Mrs Shephard yesterday met Douglas Hurd to urge him to include employment among the limitations on Brussels powers when changes on subsidiarity are made to the Maastricht treaty, at the EC summit in Birmingham next Friday. She argued that employment directives from Brussels were adding to employers' costs and threatening jobs. She will be discussing a directive on pregnant women with EC ministers at an informal summit next week.

The Tory election manifesto carried a commitment to change the law to give a right to at least 14 weeks' maternity leave, and protection against dismissal on grounds of pregnancy, to comply with the directive. But Mrs Shephard is concerned the employment directives are anti-competitive and undermine jobs.

Other Cabinet ministers are asking Mr Hurd to add to the list of policy areas to be covered by subsidiarity, but it is not clear whether Britain will press for employment to be included.

Britain has refused to sign the Social Chapter to the treaty, arguing that the employment protection measures would add to costs and lead to job losses.

The Foreign Office may take the view that the other 11 member states would not agree to subsidiarity on employment, having taken a strong stand on social measures. Under the terms of subsidiarity, member states would be free to take their own decisions, unless there was an overriding reason for a decision to be reached at European level.
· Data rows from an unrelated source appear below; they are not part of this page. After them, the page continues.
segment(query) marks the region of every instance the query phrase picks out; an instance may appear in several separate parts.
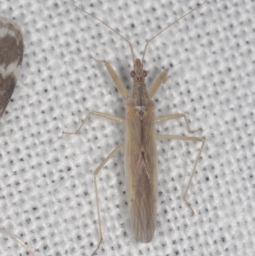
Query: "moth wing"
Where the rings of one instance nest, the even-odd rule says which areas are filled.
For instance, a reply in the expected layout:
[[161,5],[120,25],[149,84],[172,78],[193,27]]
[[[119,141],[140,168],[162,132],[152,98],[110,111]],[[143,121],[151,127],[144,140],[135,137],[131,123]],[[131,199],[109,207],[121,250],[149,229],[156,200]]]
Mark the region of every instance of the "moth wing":
[[23,38],[19,27],[0,17],[0,117],[11,98],[23,59]]

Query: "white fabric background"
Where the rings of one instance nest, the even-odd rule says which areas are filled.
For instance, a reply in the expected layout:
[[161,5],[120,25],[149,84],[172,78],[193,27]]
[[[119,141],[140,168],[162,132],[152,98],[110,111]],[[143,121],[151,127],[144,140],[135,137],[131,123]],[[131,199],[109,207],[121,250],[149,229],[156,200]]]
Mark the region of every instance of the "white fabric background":
[[[121,31],[140,57],[147,40],[198,1],[76,3]],[[93,172],[124,140],[124,128],[93,117],[78,135],[62,132],[75,130],[91,110],[124,117],[124,100],[90,56],[109,61],[130,88],[130,50],[71,0],[1,1],[0,7],[22,27],[26,47],[0,120],[0,227],[38,256],[90,255],[98,241]],[[138,243],[121,151],[99,176],[98,255],[254,255],[254,13],[252,1],[211,0],[149,45],[148,86],[164,68],[171,76],[154,97],[157,116],[185,113],[206,139],[187,196],[195,215],[182,195],[200,144],[157,142],[157,225],[150,243]],[[188,135],[182,119],[156,127]],[[0,254],[27,255],[3,234]]]

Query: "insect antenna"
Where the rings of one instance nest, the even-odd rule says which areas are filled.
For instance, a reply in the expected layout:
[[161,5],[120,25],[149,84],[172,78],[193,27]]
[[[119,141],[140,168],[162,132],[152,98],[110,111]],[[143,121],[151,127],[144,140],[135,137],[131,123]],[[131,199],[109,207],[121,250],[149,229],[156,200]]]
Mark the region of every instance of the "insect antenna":
[[77,6],[76,5],[75,5],[75,3],[73,1],[73,4],[75,7],[76,7],[77,9],[80,10],[82,11],[87,13],[88,15],[91,16],[92,17],[96,19],[96,20],[98,20],[98,21],[99,21],[100,22],[103,23],[105,26],[106,26],[107,27],[108,27],[110,29],[112,29],[113,32],[115,32],[116,34],[119,34],[122,38],[123,38],[126,42],[128,43],[128,44],[129,45],[130,49],[131,50],[131,54],[132,54],[132,58],[133,58],[133,61],[135,63],[135,54],[134,54],[134,50],[133,49],[133,47],[132,47],[132,44],[131,43],[127,40],[127,38],[126,38],[125,37],[124,37],[121,34],[120,34],[117,30],[113,29],[112,27],[110,27],[108,24],[107,24],[106,23],[105,23],[104,21],[103,21],[102,20],[100,20],[99,19],[97,18],[96,16],[94,16],[92,14],[89,13],[89,12],[86,11],[85,10],[80,8],[79,6]]
[[165,30],[166,30],[168,27],[170,27],[172,25],[175,24],[175,23],[177,23],[180,20],[184,18],[187,15],[188,15],[189,13],[192,13],[196,9],[197,9],[198,7],[201,6],[203,4],[205,4],[205,3],[207,2],[208,0],[205,1],[205,2],[202,3],[201,4],[198,4],[196,8],[194,9],[191,10],[191,11],[188,11],[187,13],[184,14],[182,15],[181,17],[177,19],[175,21],[174,21],[173,23],[171,23],[170,25],[168,25],[167,27],[166,27],[164,29],[162,29],[161,31],[159,31],[157,34],[156,34],[154,36],[153,36],[152,38],[150,38],[149,41],[145,44],[145,47],[144,47],[144,50],[143,52],[143,57],[142,59],[142,63],[143,63],[144,61],[144,57],[145,55],[145,52],[147,49],[148,45],[154,40],[155,39],[157,36],[159,36],[160,34],[163,33]]

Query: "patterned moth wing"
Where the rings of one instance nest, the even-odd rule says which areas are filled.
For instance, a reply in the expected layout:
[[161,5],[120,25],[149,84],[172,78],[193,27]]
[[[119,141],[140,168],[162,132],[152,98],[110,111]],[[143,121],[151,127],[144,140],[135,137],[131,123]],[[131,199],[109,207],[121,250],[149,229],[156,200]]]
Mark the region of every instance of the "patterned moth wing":
[[23,38],[19,27],[0,17],[0,117],[13,92],[23,59]]

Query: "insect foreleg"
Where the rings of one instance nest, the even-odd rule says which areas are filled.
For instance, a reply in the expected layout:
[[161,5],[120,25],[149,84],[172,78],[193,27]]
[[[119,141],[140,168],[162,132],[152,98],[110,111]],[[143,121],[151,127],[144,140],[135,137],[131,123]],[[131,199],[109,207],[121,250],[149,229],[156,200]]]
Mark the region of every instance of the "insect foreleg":
[[182,114],[182,113],[161,116],[161,117],[156,118],[155,120],[155,123],[164,122],[167,120],[175,119],[180,118],[180,117],[184,118],[185,123],[186,123],[186,125],[187,125],[187,129],[189,133],[193,133],[196,132],[201,130],[201,128],[196,129],[196,130],[191,130],[191,128],[189,127],[189,122],[187,121],[186,114]]
[[80,126],[78,128],[78,129],[75,132],[63,132],[63,133],[66,134],[78,134],[80,132],[80,130],[82,129],[82,126],[84,124],[86,123],[87,120],[89,119],[89,117],[92,116],[101,116],[104,118],[107,118],[108,119],[114,121],[115,122],[123,124],[125,123],[125,119],[123,119],[122,118],[119,117],[118,116],[110,115],[110,114],[106,114],[106,113],[102,113],[101,112],[98,112],[98,111],[92,111],[89,113],[89,114],[86,116],[86,118],[84,119],[84,121],[81,123]]

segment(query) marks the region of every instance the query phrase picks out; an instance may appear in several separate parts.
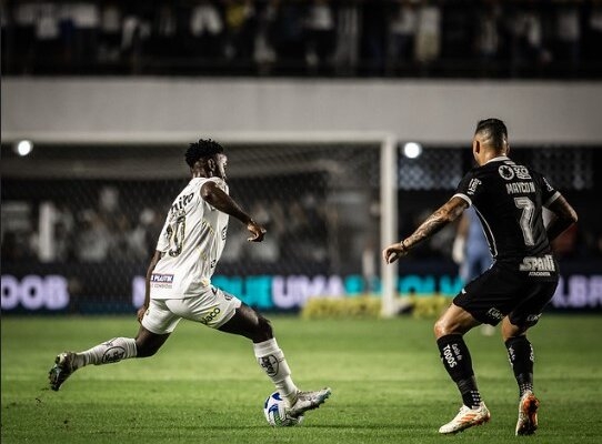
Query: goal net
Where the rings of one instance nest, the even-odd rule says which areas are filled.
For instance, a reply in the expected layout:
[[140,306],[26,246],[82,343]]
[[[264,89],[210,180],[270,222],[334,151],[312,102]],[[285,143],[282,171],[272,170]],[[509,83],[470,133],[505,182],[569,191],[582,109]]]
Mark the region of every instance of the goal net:
[[[132,312],[195,134],[38,141],[2,151],[2,310]],[[387,134],[214,135],[231,195],[268,234],[231,219],[214,283],[261,310],[384,294],[392,314],[397,147]]]

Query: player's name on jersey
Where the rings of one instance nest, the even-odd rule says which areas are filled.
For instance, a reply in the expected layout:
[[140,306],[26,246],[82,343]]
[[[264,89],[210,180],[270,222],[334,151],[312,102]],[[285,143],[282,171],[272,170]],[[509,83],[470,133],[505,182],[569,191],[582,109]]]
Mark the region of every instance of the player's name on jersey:
[[534,193],[535,185],[533,182],[512,182],[505,184],[505,191],[508,194]]

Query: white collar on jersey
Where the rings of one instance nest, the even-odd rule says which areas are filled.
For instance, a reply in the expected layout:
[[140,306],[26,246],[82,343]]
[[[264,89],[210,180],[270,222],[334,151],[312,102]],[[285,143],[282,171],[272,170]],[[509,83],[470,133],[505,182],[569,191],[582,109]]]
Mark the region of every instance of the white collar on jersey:
[[488,160],[484,165],[486,165],[489,162],[501,162],[502,160],[510,160],[508,155],[498,155],[496,158]]

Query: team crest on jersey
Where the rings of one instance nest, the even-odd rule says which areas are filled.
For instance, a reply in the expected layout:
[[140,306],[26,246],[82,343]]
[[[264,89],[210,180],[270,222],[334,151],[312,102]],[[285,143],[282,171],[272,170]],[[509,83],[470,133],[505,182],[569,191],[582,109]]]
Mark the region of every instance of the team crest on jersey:
[[505,180],[512,180],[512,179],[514,179],[514,170],[512,170],[512,168],[509,167],[509,165],[501,165],[501,167],[498,169],[498,172],[500,173],[500,175],[502,176],[502,179],[505,179]]
[[173,284],[173,274],[152,273],[150,281],[154,287],[171,289]]
[[472,179],[469,183],[469,190],[468,190],[468,193],[469,194],[474,194],[476,192],[476,189],[479,188],[479,185],[481,184],[482,182],[479,180],[479,179]]

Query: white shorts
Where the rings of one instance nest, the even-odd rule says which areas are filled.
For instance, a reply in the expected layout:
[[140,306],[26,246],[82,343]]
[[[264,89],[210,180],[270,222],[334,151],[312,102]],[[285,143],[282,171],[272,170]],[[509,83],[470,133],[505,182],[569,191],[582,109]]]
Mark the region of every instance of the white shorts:
[[182,320],[200,322],[219,329],[232,319],[241,301],[210,285],[198,296],[185,299],[151,299],[142,326],[154,334],[171,333]]

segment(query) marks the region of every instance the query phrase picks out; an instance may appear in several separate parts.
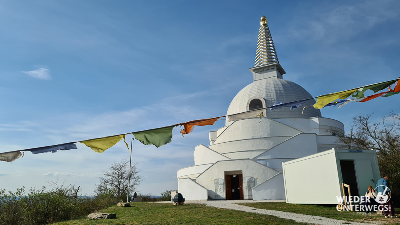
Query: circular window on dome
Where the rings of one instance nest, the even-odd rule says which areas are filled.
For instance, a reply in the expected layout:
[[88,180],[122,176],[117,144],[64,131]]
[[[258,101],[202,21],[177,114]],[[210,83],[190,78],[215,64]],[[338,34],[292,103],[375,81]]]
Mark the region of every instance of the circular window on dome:
[[252,100],[252,102],[250,102],[250,104],[248,105],[248,109],[250,111],[258,110],[259,108],[264,108],[262,102],[259,99]]

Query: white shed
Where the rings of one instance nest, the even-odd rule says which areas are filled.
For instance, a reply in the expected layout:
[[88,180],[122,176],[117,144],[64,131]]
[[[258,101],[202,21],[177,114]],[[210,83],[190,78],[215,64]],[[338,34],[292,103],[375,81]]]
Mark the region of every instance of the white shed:
[[282,165],[286,202],[292,204],[338,204],[342,183],[350,186],[352,196],[364,196],[380,178],[372,150],[332,148]]

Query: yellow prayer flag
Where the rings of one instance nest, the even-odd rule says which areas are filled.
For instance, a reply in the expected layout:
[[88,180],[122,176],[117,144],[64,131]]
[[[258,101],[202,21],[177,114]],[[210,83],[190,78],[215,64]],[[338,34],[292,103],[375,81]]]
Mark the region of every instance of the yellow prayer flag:
[[[124,134],[110,138],[86,140],[84,142],[80,142],[80,143],[84,144],[86,146],[91,148],[92,150],[96,152],[103,153],[106,150],[115,146],[116,144],[120,142],[122,138],[124,138]],[[126,144],[126,142],[125,143]],[[128,146],[128,144],[126,144],[126,146]],[[129,148],[128,148],[128,149]]]
[[317,110],[320,110],[325,106],[339,98],[346,99],[355,92],[358,88],[352,89],[351,90],[344,92],[337,92],[328,94],[325,94],[318,97],[316,104],[314,105],[314,108]]

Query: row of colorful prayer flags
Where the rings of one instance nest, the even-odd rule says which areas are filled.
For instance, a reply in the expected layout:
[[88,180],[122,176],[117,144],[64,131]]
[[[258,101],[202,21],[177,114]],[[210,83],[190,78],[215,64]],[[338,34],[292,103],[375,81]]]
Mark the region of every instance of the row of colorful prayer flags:
[[[265,108],[228,116],[190,121],[187,122],[177,124],[174,126],[134,133],[126,134],[124,134],[91,139],[87,140],[67,143],[56,146],[2,153],[0,154],[0,161],[12,162],[21,157],[24,157],[24,153],[21,152],[30,152],[34,154],[40,154],[49,152],[55,153],[58,150],[68,150],[72,149],[78,149],[76,146],[75,144],[76,143],[78,142],[85,144],[86,146],[91,148],[92,150],[96,152],[102,153],[108,149],[116,145],[120,140],[124,140],[124,142],[126,144],[128,150],[129,150],[129,146],[128,146],[128,143],[125,141],[125,138],[126,136],[130,134],[132,134],[136,140],[139,140],[144,144],[146,146],[152,144],[158,148],[170,143],[172,142],[172,130],[174,128],[178,126],[180,126],[181,127],[182,126],[184,126],[184,128],[180,132],[180,133],[182,134],[183,136],[184,134],[188,134],[192,132],[193,131],[194,126],[214,125],[218,120],[222,118],[228,117],[230,122],[246,118],[254,118],[256,117],[260,117],[260,118],[262,118],[262,117],[266,116],[266,108],[270,108],[270,110],[278,110],[288,107],[290,107],[291,110],[298,108],[302,104],[314,98],[318,98],[316,104],[314,105],[314,108],[316,109],[321,109],[332,106],[338,106],[338,108],[340,108],[349,102],[356,100],[360,100],[358,102],[364,102],[378,97],[388,97],[394,94],[400,94],[400,78],[387,82],[370,84],[348,90],[325,94],[319,96],[317,98],[292,102],[282,104],[280,101],[272,107]],[[397,85],[392,90],[390,86],[396,82],[398,82]],[[364,96],[364,93],[368,90],[372,90],[374,92],[376,93],[388,87],[389,88],[388,92],[378,93],[366,98]],[[353,98],[352,99],[346,100],[346,98],[350,97],[350,96]]]

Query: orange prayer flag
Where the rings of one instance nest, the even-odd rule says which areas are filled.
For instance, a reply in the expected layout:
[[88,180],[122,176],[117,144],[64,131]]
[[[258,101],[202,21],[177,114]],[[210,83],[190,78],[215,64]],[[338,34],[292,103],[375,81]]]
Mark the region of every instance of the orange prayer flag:
[[364,98],[364,100],[360,101],[360,102],[368,102],[368,101],[371,100],[372,100],[373,99],[375,99],[375,98],[377,98],[378,97],[380,97],[380,96],[384,96],[384,94],[388,94],[388,92],[382,92],[382,93],[378,93],[377,94],[374,94],[374,95],[371,96],[368,96],[366,98]]
[[389,87],[389,90],[390,90],[392,92],[400,92],[400,80],[397,81],[397,85],[394,87],[394,90],[392,90],[390,87]]
[[181,134],[188,134],[192,132],[192,130],[194,126],[207,126],[208,125],[214,125],[214,123],[220,118],[222,116],[210,119],[199,120],[193,120],[190,122],[182,124],[184,126],[184,129],[180,132]]

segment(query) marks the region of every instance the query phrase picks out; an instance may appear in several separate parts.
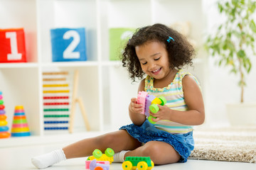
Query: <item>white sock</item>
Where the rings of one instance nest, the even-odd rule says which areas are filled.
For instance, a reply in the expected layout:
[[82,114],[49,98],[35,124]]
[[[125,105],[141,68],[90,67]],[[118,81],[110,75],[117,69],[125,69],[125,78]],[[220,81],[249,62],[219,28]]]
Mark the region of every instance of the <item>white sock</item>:
[[33,157],[31,159],[31,162],[38,169],[45,169],[65,159],[66,157],[63,150],[59,149],[50,153]]
[[124,154],[126,152],[129,152],[128,151],[121,151],[120,152],[115,153],[113,156],[114,162],[124,162]]

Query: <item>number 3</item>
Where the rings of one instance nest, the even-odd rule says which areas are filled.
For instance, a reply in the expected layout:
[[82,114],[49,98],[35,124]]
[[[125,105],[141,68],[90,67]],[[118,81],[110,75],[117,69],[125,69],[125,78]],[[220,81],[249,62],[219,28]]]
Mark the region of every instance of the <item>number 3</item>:
[[80,58],[80,52],[73,52],[80,42],[79,33],[75,30],[68,30],[63,35],[64,40],[69,40],[72,37],[73,38],[73,41],[63,52],[63,58],[65,59]]

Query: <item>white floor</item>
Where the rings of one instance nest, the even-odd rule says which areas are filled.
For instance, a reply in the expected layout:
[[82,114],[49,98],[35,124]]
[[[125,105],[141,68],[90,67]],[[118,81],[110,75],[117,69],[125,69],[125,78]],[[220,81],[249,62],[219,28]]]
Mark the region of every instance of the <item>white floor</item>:
[[[65,145],[66,144],[64,144]],[[56,148],[61,147],[60,144],[45,144],[23,146],[20,147],[0,147],[0,170],[25,170],[36,169],[31,163],[32,157],[48,152]],[[76,170],[85,169],[85,158],[69,159],[55,164],[48,169],[55,170]],[[122,164],[113,163],[110,170],[121,170]],[[177,163],[168,165],[156,166],[153,169],[179,169],[179,170],[256,170],[256,164],[227,162],[204,160],[189,159],[186,163]]]

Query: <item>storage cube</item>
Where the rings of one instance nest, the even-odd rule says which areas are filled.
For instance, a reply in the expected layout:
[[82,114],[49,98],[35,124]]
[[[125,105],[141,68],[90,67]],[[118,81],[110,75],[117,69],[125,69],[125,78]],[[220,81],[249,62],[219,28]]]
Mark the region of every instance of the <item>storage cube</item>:
[[0,29],[0,62],[26,62],[23,28]]
[[85,28],[50,30],[53,62],[86,61]]
[[125,45],[132,38],[135,28],[110,28],[110,60],[119,60]]

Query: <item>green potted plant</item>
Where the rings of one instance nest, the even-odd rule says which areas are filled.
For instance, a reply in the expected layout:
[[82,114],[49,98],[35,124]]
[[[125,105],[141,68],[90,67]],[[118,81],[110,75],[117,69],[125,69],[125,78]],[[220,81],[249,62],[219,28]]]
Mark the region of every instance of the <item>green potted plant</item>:
[[[252,107],[255,120],[251,119],[250,123],[244,123],[256,125],[256,106],[244,103],[245,76],[250,73],[252,68],[251,57],[256,55],[256,25],[254,20],[256,16],[256,1],[219,0],[217,4],[219,13],[225,21],[218,26],[215,33],[211,33],[208,35],[206,42],[206,50],[210,55],[216,57],[219,67],[229,67],[231,74],[240,77],[238,85],[240,88],[240,104],[232,105],[230,108],[227,106],[228,112],[233,112],[229,117],[234,119],[235,115],[233,112],[238,110],[237,107],[242,107],[243,110],[242,114],[241,112],[239,113],[240,116],[243,115],[245,109]],[[228,113],[228,114],[229,115]],[[241,123],[240,118],[235,118],[235,120],[239,120],[239,124]],[[232,122],[231,124],[238,125]]]

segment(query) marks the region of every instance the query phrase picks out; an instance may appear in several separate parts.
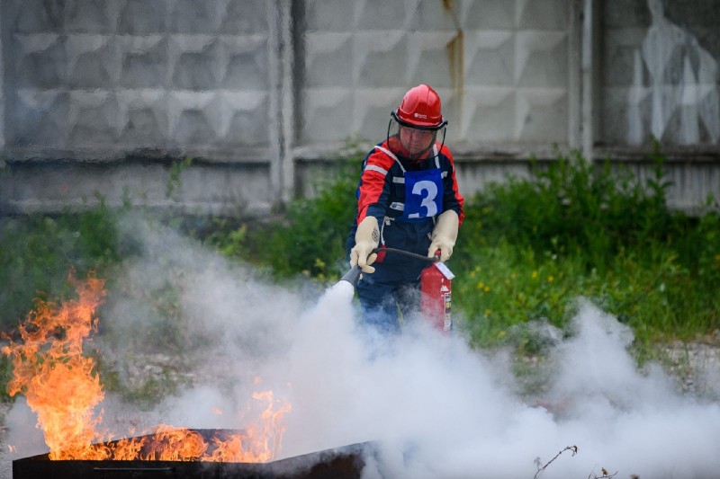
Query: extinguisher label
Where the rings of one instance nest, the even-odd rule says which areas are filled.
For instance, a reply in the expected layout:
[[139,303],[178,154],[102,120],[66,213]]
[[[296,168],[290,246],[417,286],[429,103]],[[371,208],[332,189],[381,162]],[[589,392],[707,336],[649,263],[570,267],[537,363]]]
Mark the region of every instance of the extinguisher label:
[[444,293],[445,298],[445,321],[443,322],[443,331],[450,331],[453,329],[453,317],[450,315],[450,307],[452,298],[450,297],[450,291]]

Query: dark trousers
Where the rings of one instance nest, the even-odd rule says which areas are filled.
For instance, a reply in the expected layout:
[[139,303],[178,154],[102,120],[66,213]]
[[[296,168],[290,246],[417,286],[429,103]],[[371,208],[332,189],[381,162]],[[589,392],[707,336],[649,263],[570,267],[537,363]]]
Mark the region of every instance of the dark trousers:
[[357,283],[363,322],[380,333],[398,333],[400,323],[420,310],[420,280],[383,282],[364,275]]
Mr Hurd is putting together a package of proposals for the summit to overcome British, Danish and other objections to the federalist tendencies in the treaty.

Mrs Shephard was cheered by the conference when she told party representatives that she hoped to abolish May Day - the traditional workers' day introduced by Labour - by 1995. Another bank holiday could be created in August or October.

She was urged by officials not to suggest that it could be called 'Trafalgar Day' to avoid upsetting the French. However, Mrs Shephard, a fluent French speaker with a reputation as a Francophile, rejected their advice.